Do this exercise if you finished early and have time to play with a more complex neural network. We will now tune a multi-layer perceptron to predict age based on the volumes of six distinct brain regions.

First, we will load the dataset with 6 brain structures. Please note that executing the code below will replace the previous dataset.
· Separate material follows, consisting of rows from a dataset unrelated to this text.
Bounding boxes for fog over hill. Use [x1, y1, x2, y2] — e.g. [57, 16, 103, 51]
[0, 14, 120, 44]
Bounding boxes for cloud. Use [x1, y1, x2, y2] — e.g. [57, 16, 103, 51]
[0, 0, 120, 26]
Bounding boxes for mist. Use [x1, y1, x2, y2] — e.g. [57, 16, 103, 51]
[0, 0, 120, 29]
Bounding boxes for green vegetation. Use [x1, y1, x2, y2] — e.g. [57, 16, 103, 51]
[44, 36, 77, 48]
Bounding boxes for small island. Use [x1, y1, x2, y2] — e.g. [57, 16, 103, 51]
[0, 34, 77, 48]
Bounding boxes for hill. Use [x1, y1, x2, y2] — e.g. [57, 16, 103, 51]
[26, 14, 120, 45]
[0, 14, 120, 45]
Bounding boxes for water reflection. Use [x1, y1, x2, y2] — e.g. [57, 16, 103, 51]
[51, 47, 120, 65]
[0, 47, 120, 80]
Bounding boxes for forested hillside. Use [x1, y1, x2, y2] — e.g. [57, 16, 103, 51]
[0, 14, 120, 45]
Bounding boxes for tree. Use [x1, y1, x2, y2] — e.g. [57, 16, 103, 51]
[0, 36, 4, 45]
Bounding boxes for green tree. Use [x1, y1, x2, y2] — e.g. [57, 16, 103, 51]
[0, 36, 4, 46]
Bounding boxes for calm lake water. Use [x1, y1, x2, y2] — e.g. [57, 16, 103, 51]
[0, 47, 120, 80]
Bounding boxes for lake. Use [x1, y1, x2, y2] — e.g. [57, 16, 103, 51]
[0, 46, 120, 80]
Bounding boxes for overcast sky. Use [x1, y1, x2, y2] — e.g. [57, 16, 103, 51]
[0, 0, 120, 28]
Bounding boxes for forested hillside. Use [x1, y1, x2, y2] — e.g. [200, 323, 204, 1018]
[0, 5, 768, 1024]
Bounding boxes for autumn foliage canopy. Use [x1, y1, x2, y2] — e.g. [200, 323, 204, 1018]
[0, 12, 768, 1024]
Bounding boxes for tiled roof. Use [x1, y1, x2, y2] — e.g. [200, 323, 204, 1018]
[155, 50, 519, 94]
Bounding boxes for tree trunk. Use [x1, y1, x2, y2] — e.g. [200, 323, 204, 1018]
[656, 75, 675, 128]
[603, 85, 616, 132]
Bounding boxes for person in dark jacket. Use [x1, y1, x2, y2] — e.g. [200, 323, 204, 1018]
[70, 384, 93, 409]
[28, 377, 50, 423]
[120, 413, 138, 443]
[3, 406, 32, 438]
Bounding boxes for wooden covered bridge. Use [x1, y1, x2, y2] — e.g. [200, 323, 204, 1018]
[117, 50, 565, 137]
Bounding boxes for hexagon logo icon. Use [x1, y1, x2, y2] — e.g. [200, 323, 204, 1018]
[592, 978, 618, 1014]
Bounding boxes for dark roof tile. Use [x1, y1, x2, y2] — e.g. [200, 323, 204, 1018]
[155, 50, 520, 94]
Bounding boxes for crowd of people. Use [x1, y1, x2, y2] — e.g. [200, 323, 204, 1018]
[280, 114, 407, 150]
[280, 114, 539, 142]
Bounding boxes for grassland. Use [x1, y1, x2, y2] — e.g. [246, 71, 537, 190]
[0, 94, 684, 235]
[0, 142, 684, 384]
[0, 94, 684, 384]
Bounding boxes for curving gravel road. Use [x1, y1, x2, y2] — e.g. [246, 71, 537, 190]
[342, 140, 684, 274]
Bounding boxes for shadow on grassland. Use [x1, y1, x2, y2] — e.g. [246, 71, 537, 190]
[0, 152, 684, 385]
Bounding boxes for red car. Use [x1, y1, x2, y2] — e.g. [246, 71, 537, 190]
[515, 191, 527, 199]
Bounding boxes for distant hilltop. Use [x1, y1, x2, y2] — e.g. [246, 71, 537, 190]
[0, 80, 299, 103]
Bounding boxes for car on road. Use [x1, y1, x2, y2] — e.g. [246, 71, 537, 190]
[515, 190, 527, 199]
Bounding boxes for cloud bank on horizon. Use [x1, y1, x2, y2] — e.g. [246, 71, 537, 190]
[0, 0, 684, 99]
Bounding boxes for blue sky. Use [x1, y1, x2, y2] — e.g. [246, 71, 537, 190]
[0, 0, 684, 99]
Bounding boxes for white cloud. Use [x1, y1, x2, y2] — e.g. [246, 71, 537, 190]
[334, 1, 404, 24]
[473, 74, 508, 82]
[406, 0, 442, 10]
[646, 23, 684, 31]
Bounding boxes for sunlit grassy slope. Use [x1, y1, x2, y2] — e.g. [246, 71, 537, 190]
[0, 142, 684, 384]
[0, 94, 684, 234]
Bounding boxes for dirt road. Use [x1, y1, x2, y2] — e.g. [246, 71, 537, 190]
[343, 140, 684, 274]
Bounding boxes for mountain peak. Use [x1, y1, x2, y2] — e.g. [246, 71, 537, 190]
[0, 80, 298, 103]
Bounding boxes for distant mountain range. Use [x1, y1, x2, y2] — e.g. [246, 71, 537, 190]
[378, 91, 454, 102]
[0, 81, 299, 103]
**Task 5.1:** FThere are a few missing parts in the code that need to be filled in to convert the feature matrix and target vector from numpy arrays to a format that's suitable for Pytorch training. Can you spot and fill them? Your journey into the deeper realms of neural networks begins now!

In [None]:
# only do this if you work on Google Colab
# run the cell
# then upload file 'GA-brain-volumes-6-features.csv'

from google.colab import files
files.upload()

In [None]:
X,y = CreateFeaturesTargets('GA-brain-volumes-6-features.csv')

# perform scaling of the target values to support better convergence
target_scaler = StandardScaler()
y = target_scaler.fit_transform(y)

print('Number of samples is', X.shape[0])
print('Number of features is', X.shape[1])

# convert to tensors
X = None
y = None
print('X shape: ', X.shape)
print('y shape: ', y.shape)
print('X type: ', X.type())
print('y type: ', y.type())

**Task 5.2:** Create training, validation and test set similarly to exercise 4.

In [None]:
# extract test set


# extract validation set


# display info
print('Training samples: ', y_train.shape[0])
print('Validation samples: ', y_val.shape[0])
print('Test samples: ', y_test.shape[0])

**Task 5.3:** Time for some fun with training and performance evaluation! Use the same code you developed in Exercise 4. All you need to change is the architecture, adapting it to take in 6 input features. Everything else should work as is. Fiddle around with the learning rate to achieve the best performance.

**Task 5.4:** Implement a multi-layer perceptron architecture with the following specs:

* The first `Linear` layer should have with 6 outputs
* Apply `ReLU` activation
* Follow this up with a second `Linear` layer, with 6 inputs and 1 output.

Does this non-linear network give you better results? Dive in and discover for yourself! Good luck!